9. Apa kebohongan yang paling menyakitkan hatinya?
10. Bagaimana ia bisa menerima keadaan itu?
11. Bagaimana ia bisa menunjukkan kebohongan orang yang ia percayai itu kepada yang
bersangkutan?
12. Bagaimana jika orang itu tetap tidak mengaku?
13. Apakah ia akan menyampaikan bahwa ia bisa membaca pikiran orang?
14. Dengan cara apa ia mengatasi konflik batinnya?
15. Bagaimana ia mengatasi konflik dengan orang yang sebelumnya sangat ia percaya?
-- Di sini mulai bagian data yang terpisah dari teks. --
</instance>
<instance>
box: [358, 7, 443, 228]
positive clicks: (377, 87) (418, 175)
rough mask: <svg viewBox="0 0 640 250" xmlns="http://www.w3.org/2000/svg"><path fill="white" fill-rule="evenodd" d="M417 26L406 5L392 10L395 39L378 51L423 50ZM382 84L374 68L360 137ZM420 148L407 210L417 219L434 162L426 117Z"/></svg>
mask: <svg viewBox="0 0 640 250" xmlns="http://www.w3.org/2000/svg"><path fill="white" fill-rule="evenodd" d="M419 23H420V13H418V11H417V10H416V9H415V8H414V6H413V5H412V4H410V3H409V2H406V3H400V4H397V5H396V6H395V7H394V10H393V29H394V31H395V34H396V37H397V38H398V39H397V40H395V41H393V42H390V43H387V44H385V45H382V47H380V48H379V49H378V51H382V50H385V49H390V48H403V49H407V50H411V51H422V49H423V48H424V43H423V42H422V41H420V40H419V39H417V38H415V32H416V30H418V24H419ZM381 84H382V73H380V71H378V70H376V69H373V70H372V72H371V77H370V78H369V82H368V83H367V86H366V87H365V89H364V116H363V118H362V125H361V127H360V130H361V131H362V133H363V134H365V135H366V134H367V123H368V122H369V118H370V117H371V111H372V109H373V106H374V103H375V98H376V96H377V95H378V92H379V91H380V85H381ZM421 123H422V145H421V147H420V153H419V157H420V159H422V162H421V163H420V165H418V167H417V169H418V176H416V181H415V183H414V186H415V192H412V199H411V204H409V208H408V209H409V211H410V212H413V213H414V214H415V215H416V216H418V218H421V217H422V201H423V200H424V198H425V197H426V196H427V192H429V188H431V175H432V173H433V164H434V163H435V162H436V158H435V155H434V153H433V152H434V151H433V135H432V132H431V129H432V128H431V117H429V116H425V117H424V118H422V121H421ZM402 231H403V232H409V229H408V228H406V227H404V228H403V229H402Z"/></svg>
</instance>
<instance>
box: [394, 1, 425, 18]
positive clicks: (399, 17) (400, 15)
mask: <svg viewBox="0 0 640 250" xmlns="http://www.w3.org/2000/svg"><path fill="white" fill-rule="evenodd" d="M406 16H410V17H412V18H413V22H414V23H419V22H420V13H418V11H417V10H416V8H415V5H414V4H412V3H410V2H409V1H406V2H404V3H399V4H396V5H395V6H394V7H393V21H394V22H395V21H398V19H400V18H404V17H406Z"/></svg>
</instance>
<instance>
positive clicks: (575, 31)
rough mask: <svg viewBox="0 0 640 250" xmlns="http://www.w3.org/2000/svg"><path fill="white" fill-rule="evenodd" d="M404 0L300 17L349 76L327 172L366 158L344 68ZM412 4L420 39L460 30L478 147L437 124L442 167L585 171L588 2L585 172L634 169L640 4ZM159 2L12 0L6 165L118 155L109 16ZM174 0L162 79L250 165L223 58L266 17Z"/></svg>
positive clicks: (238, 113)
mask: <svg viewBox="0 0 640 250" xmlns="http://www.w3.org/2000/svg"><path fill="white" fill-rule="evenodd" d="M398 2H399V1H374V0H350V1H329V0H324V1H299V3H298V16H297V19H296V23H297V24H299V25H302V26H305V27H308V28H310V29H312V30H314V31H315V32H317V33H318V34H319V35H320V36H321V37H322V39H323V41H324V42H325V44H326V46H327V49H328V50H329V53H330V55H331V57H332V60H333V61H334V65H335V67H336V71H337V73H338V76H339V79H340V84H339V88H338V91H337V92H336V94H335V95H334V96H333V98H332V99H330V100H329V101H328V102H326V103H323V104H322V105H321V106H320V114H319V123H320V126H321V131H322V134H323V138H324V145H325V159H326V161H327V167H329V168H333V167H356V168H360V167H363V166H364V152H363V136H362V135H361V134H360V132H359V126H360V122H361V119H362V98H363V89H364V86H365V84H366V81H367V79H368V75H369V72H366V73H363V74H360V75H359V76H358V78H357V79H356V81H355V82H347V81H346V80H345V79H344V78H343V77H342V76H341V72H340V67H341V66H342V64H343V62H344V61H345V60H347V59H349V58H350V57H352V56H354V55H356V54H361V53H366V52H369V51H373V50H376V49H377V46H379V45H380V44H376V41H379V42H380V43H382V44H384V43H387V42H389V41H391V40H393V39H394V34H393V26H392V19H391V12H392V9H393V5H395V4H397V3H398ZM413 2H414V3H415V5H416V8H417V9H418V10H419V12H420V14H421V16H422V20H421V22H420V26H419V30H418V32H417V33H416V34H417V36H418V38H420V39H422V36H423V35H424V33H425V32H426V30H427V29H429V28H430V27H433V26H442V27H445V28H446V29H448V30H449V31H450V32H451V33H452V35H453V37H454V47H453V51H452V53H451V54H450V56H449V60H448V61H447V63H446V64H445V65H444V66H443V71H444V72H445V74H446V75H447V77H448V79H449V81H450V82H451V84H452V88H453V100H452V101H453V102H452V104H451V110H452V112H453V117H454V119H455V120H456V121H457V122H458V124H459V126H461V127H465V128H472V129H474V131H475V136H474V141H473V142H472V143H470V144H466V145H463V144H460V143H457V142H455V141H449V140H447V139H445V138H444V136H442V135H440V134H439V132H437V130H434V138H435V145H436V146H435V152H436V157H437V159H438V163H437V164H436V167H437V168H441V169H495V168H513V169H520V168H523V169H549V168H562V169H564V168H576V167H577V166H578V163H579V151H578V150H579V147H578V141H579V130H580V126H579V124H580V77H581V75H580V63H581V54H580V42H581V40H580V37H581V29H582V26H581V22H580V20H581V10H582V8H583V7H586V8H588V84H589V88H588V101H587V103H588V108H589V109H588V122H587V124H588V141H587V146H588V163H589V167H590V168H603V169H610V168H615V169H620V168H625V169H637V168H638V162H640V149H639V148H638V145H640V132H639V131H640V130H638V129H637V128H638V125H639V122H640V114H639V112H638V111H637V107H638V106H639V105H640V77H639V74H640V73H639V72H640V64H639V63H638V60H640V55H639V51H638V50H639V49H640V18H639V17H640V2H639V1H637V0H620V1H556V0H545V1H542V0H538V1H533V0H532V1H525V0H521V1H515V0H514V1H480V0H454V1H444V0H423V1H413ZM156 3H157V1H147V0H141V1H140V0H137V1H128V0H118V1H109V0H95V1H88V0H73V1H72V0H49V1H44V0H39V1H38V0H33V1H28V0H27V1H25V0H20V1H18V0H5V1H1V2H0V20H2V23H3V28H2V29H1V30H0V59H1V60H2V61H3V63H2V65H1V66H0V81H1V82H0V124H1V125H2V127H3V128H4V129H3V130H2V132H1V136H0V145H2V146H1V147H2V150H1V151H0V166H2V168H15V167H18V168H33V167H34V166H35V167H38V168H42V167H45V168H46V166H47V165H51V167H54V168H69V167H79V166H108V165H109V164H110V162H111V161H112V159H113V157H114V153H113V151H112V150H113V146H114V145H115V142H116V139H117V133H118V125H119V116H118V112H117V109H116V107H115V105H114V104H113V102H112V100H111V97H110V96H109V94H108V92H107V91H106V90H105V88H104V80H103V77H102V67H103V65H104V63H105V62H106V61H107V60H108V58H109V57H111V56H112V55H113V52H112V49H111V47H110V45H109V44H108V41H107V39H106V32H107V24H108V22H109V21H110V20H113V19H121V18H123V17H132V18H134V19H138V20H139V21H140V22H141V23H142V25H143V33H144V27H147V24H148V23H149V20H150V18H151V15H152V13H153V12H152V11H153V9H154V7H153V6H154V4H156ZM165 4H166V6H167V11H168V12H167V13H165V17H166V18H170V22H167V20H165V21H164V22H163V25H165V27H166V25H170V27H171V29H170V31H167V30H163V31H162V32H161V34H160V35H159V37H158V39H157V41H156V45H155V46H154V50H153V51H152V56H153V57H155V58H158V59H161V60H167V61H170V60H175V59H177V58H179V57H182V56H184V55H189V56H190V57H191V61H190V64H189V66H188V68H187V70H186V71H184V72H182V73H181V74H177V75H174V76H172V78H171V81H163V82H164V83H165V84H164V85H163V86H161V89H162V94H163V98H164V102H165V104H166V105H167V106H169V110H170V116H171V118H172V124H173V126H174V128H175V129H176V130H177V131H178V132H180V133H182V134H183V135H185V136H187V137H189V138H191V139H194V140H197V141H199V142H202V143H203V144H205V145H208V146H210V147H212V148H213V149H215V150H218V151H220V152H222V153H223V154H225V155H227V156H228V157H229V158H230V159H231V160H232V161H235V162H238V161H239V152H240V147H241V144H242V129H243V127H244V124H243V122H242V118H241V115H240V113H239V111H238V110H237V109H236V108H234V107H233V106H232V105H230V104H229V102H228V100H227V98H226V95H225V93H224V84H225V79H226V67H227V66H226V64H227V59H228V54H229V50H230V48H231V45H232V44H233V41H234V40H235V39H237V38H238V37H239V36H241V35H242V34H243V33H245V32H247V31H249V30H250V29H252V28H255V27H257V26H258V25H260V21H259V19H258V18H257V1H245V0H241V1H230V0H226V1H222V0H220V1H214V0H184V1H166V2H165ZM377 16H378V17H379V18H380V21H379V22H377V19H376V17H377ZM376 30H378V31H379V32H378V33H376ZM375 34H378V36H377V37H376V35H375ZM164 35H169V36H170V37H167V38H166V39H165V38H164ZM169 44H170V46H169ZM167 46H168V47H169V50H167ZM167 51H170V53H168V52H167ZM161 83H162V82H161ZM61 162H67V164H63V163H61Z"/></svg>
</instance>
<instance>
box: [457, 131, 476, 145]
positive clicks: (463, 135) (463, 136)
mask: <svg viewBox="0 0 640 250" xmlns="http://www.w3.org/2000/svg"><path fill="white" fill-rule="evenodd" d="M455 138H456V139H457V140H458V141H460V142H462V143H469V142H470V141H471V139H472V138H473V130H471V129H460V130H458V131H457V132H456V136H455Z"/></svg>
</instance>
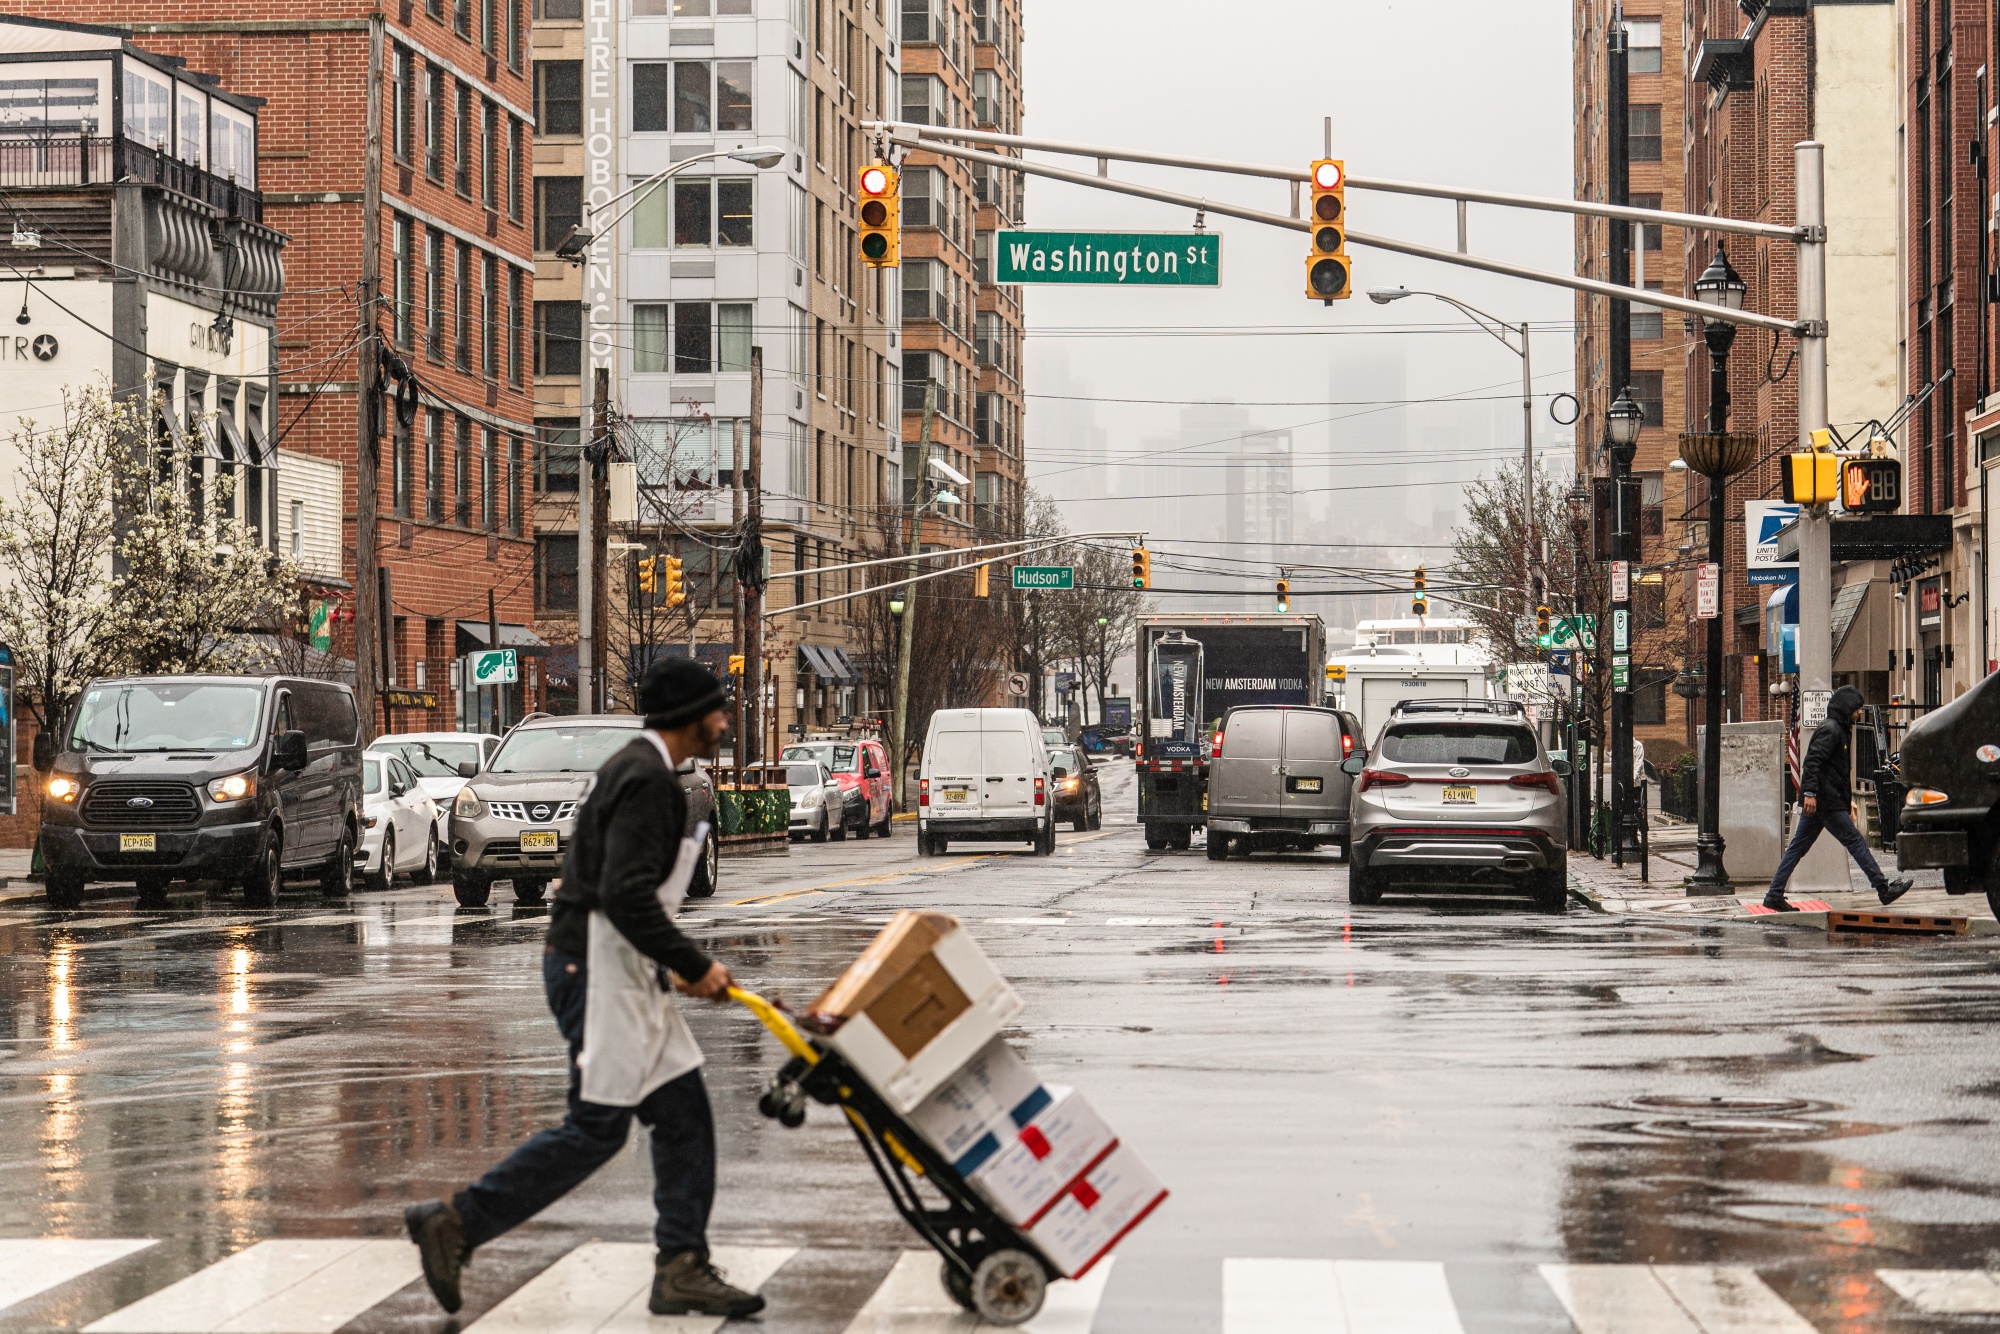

Dengan cara itu anda sudah menulis cerita tentang seseorang yang suatu ketika
mengalami peristiwa ajaib bisa membaca pikiran orang lain. Maka, lihatlah, betapa
mudah menulis cerita ketika anda hanya menjawab secepat-cepatnya. Anda bahkan bisa
memanfaatkan alat perekam untuk menjawab pertanyaan-pertanyaan jika anda tak punya
waktu untuk menulis. Lalu sewa orang lain untuk membuat transkripsi rekaman anda.
Salam
A.S. Laksana
NB.1. Jika anda sudah punya plot dan tidak kunjung menuliskannya, anda bisa
merampungkan novel anda secara cepat dengan teknik kuno ini. Karena itulah saya
menyampaikan bahwa menulis buku dalam 21 hari adalah hal yang sangat bisa dilakukan
—jika setiap hari anda bisa menyelesaikan satu bab, syukur-syukur dua.